May the peace of God which passes all comprehension, guard your heart and mind in Christ Jesus.





Thursday, January 3, 2019

Speak Life





My Friend, I am inviting you to join me on my journey this year.

I will still be telling you the great things I know about you.  That was the reason I started "Never Forget the Truth".
But, I am also inviting you to walk beside me through a detour.

The past two month I have had a lot of unrelated medical tests. It is the end of the year, a time to take care of such things. 
 * Some tests came back disappointing. My Neurologist wants me to go on MS medicine after 10 years without it. 
 *Some came back fine. There was a small concern about an aneurysm in my brain, but I'm ok.  
                However...... I had other tests, scans and a biopsy.  

After the fun New Year's Eve lunch pictured here with our kids,








I got THE call as I was driving to the mall with my daughter.

- THE call where the doctor told me she could call back or I should pull over
- THE call where she told me to get a pen because she was going to spell the diagnosis and tell me other medical results I have never had a reason to know before this moment.

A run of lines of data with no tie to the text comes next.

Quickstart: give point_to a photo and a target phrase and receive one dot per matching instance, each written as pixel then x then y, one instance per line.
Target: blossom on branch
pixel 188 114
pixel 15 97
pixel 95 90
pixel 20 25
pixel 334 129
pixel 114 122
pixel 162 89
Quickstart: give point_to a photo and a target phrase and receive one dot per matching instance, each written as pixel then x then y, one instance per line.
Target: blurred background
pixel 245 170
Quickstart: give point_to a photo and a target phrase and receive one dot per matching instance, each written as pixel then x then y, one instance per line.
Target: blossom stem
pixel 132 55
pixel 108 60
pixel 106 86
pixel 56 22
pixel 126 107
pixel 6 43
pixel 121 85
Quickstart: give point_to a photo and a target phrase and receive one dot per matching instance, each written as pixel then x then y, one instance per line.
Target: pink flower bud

I understood the word "invasive".
I understood the word "carcinoma". 

And so it begins.

I will no longer casually pop into the Stephanie Spielman Breast Cancer Center annually to check "have a mammogram" off of my responsible adult checklist.

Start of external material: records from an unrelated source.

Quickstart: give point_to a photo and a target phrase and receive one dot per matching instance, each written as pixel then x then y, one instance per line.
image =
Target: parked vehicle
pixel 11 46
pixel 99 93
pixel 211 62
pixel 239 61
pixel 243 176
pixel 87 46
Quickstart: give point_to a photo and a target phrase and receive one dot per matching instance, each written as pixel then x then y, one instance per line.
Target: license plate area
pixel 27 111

They now consider me an oncology patient. 
What?! Who knew?  
          - Wait - I know the answer to that. 

So here is the plan so far: Friday, I meet with a surgeon.  Next week I meet with a plastic surgeon, then onto radiology.  

I really don't know any more yet. I was told it is the best case scenario for a scenario you never want. I think I may need to become a spokesperson for the importance of early detection.

Friend - Stop feeling sorry for me! 

I'm really not afraid.  
I have an unexplainable amount of peace. (Oh, I know the answer to that, too)

I can only tell you that God prepared me for this.  I have total peace for myself. I'm not a fan of surgery. But I have no doubt I'm going to be ok.
I have more concerns for those I love - my mom, my kids, my husband and family.  But, they are going to be ok, too.  

I appreciate your prayers and encouraging words, especially for my family.  I will be as open and honest as I can with the intention of helping you help others (and maybe yourself). I'm sure talking with you will help me too.  Maybe I can write myself happy if I start to feel afraid. 

There are things I am already learning but don't quite have all the words to explain yet.  

So I won't say goodby today with my usual "Never Forget the Truth...." 

Today, I am asking you to practice speaking words of Life to others.
 These are words of hope, 
   words that see the good, 
   that see the "impossible" actually happening, 
   words that are like light in the darkness. 

Speak Life 

Blessings to you, my friend 💕💕💕 
I'll meet you again here soon.

Love, Kathy

PS.  Go see the new Mary Poppins movie.  
         I really do want to be a Leery. In my mind I am a very good dancer.